Alaska Statutes
Article 7. Administrative Adjudication.
Sec. 44.62.460. Evidence rules.

(a) Oral evidence may be taken only on oath or affirmation.
(b) Each party may
(1) call and examine witnesses;
(2) introduce exhibits;
(3) cross-examine opposing witnesses on matter relevant to the issues, even though that matter was not covered in the direct examination;
(4) impeach a witness regardless of which party first called the witness to testify; and
(5) rebut the adverse evidence.
(c) If the respondent does not testify in behalf of the respondent, the respondent may be called and examined as if under cross-examination.
(d) The hearing need not be conducted according to technical rules relating to evidence and witnesses. Relevant evidence shall be admitted if it is the sort of evidence on which responsible persons are accustomed to rely in the conduct of serious affairs, regardless of the existence of a common law or statutory rule that makes improper the admission of the evidence over objection in a civil action. Hearsay evidence may be used to supplement or explain direct evidence but is not sufficient by itself to support a finding unless it would be admissible over objection in a civil action. The rules of privilege are effective to the same extent that they are recognized in a civil action. Irrelevant and unduly repetitious evidence shall be excluded.
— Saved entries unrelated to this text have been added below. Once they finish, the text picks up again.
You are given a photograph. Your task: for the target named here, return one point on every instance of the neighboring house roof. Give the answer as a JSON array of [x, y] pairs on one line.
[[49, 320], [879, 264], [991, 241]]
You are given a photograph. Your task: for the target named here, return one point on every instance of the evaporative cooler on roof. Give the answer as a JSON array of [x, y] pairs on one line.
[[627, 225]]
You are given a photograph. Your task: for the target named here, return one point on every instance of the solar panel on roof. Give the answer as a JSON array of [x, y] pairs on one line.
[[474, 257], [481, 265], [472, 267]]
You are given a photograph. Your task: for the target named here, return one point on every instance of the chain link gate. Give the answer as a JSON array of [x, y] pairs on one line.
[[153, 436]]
(e) Unless a different standard of proof is stated in applicable law, the
(1) petitioner has the burden of proof by a preponderance of the evidence if an accusation has been filed under AS 44.62.360 or if the renewal of a right, authority, license, or privilege has been denied;
(2) respondent has the burden of proof by a preponderance of the evidence if a right, authority, license, or privilege has been initially denied or not issued.